Mogłabym teraz mu nawet rozbić wazon na głowie i tak by to nic nie zmieniło.

— Skoro raz mnie uderzyłeś to kolejny raz ci przyjdzie dużo łatwiej. Nie zamierzam pozwolić na to byś mnie lał z byle powodu. Wystarczy już, że gwałcisz mnie tłumacząc, że seks jest naszym obowiązkiem — po jego minie od razu zauważam, że on nic nie zrozumiał.

Moje słowa jak zwykle tylko obiły się o jego uszy.

— Ja jedynie chcę byśmy stali się prawdziwą rodziną, a tak się nie stanie jeśli nie będziemy się oswajać z naszymi ciałami. Chcę byś pragnęła mojego dotyku, drżała z przyjemności jak cię pieszczę. Chciałabym też mieć dziecko jak moja siostra i twój brat.

— A ja chcę być z człowiekiem, którego kocham.

To dziwne, ale nie zmienia mu się wyraz twarzy jak dotąd gdy wspominałam o Louis'ie.

— Jesteś dorosła i musisz się pogodzić z tym, że już z nim nie będziesz. On to dla ciebie zamknięty rozdział. Dla jego dobra musisz o nim zapomnieć. Ja nie odpuszczę i jeśli ty nie o nim nie zapomnisz to prędzej czy później on przez to wszystko zginie — wypowiada te słowa z taką lekkością, że jestem wręcz pewna, że nie jedno życie ma na sumieniu.

Brian miał rację, Niall to inna liga niż my. On nie uznaje żadnych wyższości.

Do moich oczu napływają łzy.

Już nie da się nic zrobić. Muszę z niego zrezygnować, opuścić go.
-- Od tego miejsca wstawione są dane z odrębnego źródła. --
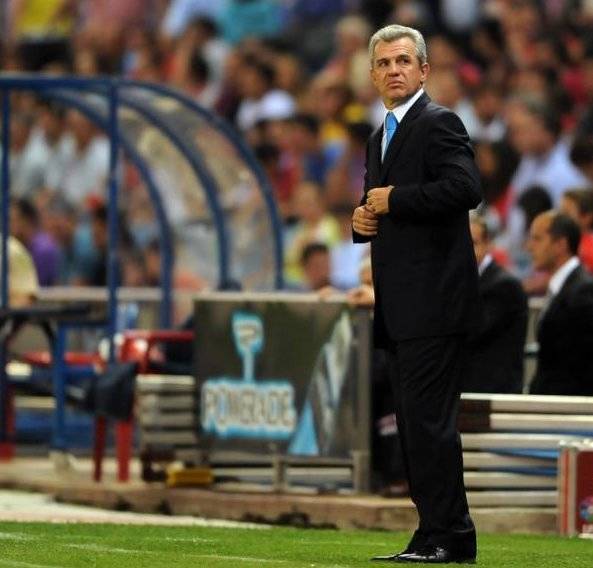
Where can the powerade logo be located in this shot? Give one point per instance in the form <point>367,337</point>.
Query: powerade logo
<point>586,509</point>
<point>240,407</point>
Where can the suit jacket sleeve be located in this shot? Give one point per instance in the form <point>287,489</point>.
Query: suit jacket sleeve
<point>357,237</point>
<point>453,184</point>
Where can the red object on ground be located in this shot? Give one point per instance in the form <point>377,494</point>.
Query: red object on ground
<point>138,346</point>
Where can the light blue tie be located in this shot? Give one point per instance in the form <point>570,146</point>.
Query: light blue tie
<point>390,128</point>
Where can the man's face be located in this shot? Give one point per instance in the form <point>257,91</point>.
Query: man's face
<point>544,250</point>
<point>481,244</point>
<point>396,71</point>
<point>570,208</point>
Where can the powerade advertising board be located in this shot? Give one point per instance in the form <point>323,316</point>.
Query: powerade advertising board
<point>279,374</point>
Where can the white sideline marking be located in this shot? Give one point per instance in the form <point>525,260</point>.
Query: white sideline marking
<point>16,536</point>
<point>240,558</point>
<point>188,539</point>
<point>108,549</point>
<point>17,564</point>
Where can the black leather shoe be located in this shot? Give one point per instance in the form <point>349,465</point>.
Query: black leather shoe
<point>436,555</point>
<point>417,542</point>
<point>387,558</point>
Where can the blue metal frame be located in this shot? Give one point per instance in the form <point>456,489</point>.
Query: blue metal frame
<point>208,182</point>
<point>245,153</point>
<point>5,196</point>
<point>111,90</point>
<point>167,260</point>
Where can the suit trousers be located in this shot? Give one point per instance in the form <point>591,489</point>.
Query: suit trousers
<point>426,374</point>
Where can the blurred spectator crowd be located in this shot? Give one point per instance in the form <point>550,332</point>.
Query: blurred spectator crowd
<point>293,77</point>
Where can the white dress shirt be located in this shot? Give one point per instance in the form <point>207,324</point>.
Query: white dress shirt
<point>399,112</point>
<point>486,261</point>
<point>559,277</point>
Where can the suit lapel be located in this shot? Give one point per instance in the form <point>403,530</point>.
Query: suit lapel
<point>558,300</point>
<point>400,135</point>
<point>374,166</point>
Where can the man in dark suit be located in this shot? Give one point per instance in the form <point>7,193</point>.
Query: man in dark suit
<point>496,346</point>
<point>565,327</point>
<point>420,183</point>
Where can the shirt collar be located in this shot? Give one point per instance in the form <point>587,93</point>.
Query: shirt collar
<point>486,262</point>
<point>401,110</point>
<point>559,277</point>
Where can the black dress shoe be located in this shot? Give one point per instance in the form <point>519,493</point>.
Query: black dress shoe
<point>418,541</point>
<point>386,558</point>
<point>436,555</point>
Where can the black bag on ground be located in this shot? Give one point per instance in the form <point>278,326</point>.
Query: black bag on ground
<point>112,394</point>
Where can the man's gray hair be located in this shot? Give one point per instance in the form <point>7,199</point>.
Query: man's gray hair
<point>393,32</point>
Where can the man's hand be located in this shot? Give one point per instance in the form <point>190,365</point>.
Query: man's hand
<point>363,296</point>
<point>365,222</point>
<point>378,200</point>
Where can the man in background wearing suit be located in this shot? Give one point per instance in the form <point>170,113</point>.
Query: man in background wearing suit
<point>420,183</point>
<point>565,327</point>
<point>497,345</point>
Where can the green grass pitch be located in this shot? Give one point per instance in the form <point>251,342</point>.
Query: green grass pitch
<point>36,545</point>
— Dobrze, możesz zniszczyć mój telefon by nie mogło się z nim skontaktować, proszę jednak o nowy numer i możliwość wychodzenia z domu. Możesz mi nawet wszczepić nadajnik i sprawdzać gdzie jestem, ale nie chcę być ciągle zamknięta. Powinieneś zrozumieć, że życie w więzieniu to nic przyjemnego — wbijam mu tę szpilę.
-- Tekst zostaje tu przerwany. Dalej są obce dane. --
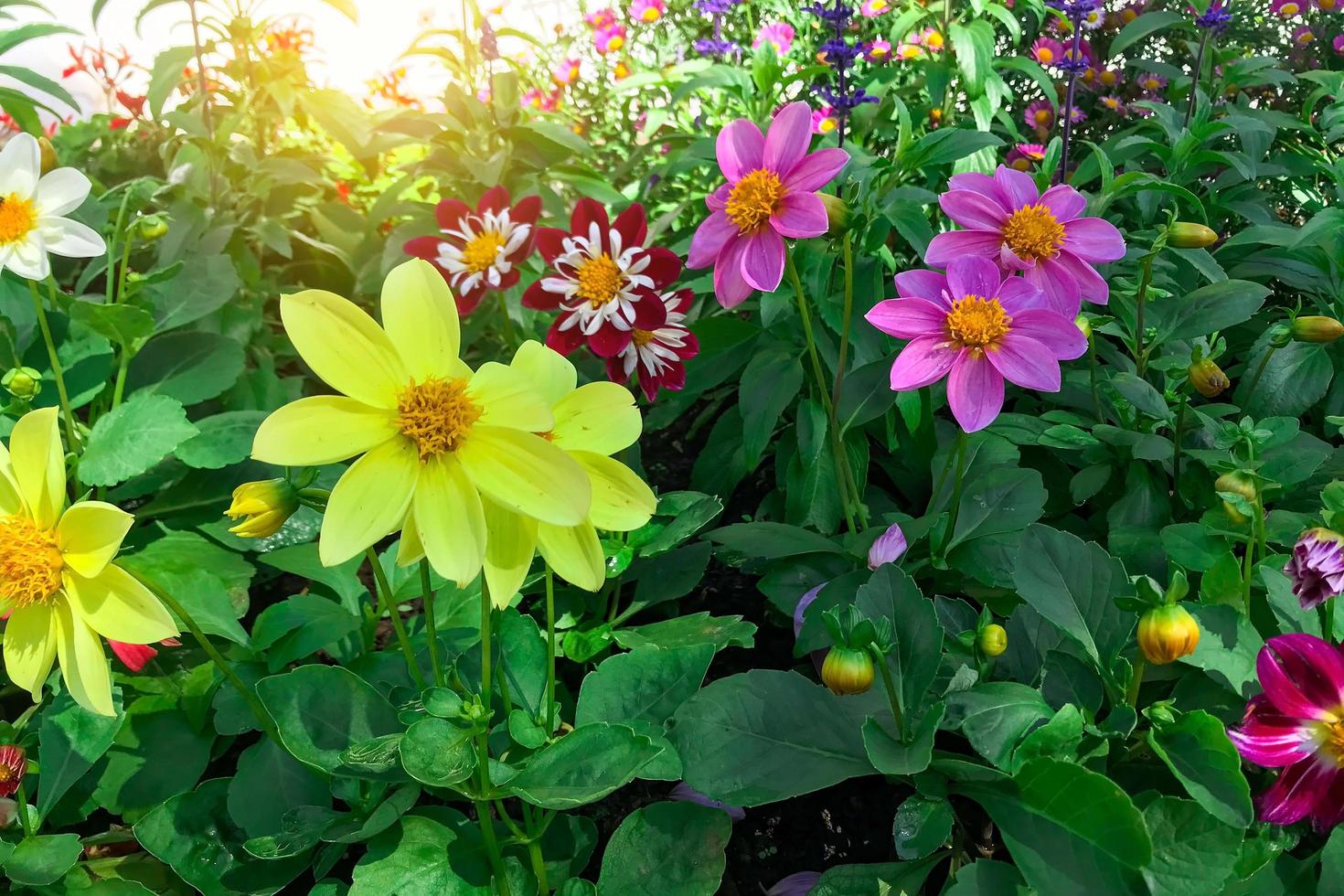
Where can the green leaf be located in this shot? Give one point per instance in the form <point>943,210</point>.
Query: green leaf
<point>1197,749</point>
<point>667,849</point>
<point>132,438</point>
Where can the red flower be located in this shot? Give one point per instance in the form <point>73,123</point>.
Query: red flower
<point>480,251</point>
<point>603,281</point>
<point>659,355</point>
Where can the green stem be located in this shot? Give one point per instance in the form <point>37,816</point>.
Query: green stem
<point>385,594</point>
<point>431,627</point>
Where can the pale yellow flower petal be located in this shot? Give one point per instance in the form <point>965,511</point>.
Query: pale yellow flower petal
<point>574,552</point>
<point>508,398</point>
<point>325,429</point>
<point>30,646</point>
<point>597,417</point>
<point>368,501</point>
<point>551,374</point>
<point>526,475</point>
<point>39,465</point>
<point>621,500</point>
<point>449,520</point>
<point>83,666</point>
<point>119,607</point>
<point>511,541</point>
<point>421,318</point>
<point>345,347</point>
<point>89,536</point>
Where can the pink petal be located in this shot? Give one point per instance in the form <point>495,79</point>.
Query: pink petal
<point>740,148</point>
<point>923,360</point>
<point>909,317</point>
<point>975,391</point>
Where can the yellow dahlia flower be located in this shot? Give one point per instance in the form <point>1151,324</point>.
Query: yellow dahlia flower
<point>58,583</point>
<point>592,422</point>
<point>437,440</point>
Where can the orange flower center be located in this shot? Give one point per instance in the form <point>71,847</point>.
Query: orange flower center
<point>436,414</point>
<point>600,280</point>
<point>17,218</point>
<point>30,563</point>
<point>977,323</point>
<point>1032,232</point>
<point>752,199</point>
Niech przynajmniej odrobinę go z dręczę.

— Tam samotność najbardziej doskwiera. Adwokat załatwił mi osobistą cele przez co ciągle byłem sam. Miałem cholernie dużo czasu na myślenie. Za dużo.

Wstaje i do mnie podchodzi, a następnie przykuca obok mnie.

— Teraz jesteś na mnie zła, sądzisz, że niszczę ci życie, ale to nie jest prawda. Przywykniesz do mnie. Ja już się w tobie zadużyłem, może nie mam tyle uroku co ty, ale zdobędę twoje uczucia. Zobaczysz.

Kładzie dłonie na moich kolanach. Ledwo powstrzymuje się przed tym by ich nie strzepnąć.

— Ava kiedyś ludzie tak jak my spotykali się po raz pierwszy na swoim ślubie, a jednak większość z nich była szczęśliwa, my także możemy.

Patrzę mu prosto w oczy nie mogąc uwierzyć w jego naiwność.

W naszym przypadku takie cuda się nie zdażą.